ANCONA – “Dodici anni di mancata crescita. Questa la situazione in Italia”. Sono crude, ma vere, le parole di Enrico Amadei, direttore della Divisione Economica e Sociale della Cna nazionale, ospite della Direzione Provinciale della Cna svoltasi ad Ancona nella serata di venerdì scorso.

Molto bassa la crescita del Pil (minacciato oltre tutto dall’economia criminale e dall’evasione), mancano politiche industriali, scende la produttività, cala l’occupazione: si rendono dunque necessari interventi di lungo periodo in un ambito europeo condiviso. 

Eppure l’Italia è la seconda economia europea dopo la Germania grazie ad una forte esportazione,  ad una grande capacità manifatturiera e ad un settore turistico trainante.

“L’Italia resiste – ha dichiarato Amadei – è prima nel mondo per molti prodotti e può contare su un’economia competitiva”.

Ma gli interventi del Governo per la crescita, pur importanti, sono ancora insufficienti, motivo per cui “alla Cna – ha riferito Amadei – è chiesto di diventare il punto di riferimento dei bisogni delle imprese”.

E Cna lo ha fatto, lo fa ancora, traducendo in risultati concreti alcune delle richieste avanzate.
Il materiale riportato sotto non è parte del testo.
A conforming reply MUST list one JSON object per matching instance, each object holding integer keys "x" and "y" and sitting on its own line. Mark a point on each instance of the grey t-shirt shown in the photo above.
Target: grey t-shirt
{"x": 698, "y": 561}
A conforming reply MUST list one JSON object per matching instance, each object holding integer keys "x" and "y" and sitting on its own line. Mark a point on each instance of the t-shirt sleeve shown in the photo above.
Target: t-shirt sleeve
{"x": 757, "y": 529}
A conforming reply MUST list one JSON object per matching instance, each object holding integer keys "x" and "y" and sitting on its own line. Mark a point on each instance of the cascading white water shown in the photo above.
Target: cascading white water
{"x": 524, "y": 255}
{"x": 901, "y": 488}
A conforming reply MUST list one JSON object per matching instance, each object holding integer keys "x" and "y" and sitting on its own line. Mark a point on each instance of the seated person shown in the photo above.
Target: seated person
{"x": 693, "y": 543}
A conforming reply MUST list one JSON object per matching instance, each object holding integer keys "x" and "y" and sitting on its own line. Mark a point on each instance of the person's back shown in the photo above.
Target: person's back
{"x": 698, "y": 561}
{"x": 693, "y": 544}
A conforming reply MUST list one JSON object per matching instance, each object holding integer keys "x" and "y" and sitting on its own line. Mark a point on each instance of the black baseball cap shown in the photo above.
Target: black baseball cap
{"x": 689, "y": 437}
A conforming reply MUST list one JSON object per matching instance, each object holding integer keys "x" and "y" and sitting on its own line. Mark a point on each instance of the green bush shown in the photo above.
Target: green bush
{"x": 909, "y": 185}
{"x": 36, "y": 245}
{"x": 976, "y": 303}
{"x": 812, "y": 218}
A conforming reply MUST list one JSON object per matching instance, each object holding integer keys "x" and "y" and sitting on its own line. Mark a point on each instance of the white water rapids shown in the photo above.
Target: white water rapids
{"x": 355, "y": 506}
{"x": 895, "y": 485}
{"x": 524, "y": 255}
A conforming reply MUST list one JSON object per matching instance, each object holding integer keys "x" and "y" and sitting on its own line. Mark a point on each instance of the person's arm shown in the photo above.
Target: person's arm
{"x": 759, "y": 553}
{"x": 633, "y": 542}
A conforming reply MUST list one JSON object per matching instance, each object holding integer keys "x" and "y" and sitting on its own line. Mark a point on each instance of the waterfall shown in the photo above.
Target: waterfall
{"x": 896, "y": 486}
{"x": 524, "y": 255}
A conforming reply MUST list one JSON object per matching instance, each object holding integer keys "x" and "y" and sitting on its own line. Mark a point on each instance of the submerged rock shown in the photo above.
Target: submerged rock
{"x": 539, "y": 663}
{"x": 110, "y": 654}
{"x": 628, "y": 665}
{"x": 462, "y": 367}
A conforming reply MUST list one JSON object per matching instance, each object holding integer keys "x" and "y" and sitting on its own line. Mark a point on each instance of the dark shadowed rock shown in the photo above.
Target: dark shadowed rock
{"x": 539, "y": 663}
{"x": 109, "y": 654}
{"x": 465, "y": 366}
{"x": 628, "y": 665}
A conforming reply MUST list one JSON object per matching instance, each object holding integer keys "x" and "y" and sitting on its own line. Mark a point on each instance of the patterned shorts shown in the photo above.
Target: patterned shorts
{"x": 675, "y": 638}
“Cna ha chiesto – ha spiegato il Direttore della Divisione Economica e Sociale – che gli interventi governativi fossero adatti anche ai due milioni di piccole e piccolissime imprese. Ha spinto sul settore costruzioni (il 25% del mondo produttivo), che soffre da anni di una crisi strutturale, per il quale ha ottenuto la conferma degli sgravi fiscali del 55% sugli interventi di riqualificazione energetica e l’innalzamento dal 36% al 50% delle soglie di detrazione Irpef. E’ riuscita a far rimandare il Sistri, ad ottenere il pagamento dell’Iva per cassa, giusto per fare alcuni esempi concreti”.

Ora, a parere della Cna, sulla riforma fiscale il Governo sembra prendersela comoda, quando invece c’è un grande bisogno di accelerare. Non è un caso che la produttività in Italia sia più bassa che in altri Paesi, per via di un costo del lavoro più alto e di un costo dell’energia doppio, per esempio, rispetto alla Francia!

Le linee guida della riforma fiscale saranno: revisione completa del catasto, basato sul valore di mercato; revisione della detrazione; diminuzione delle imposte sulle imprese.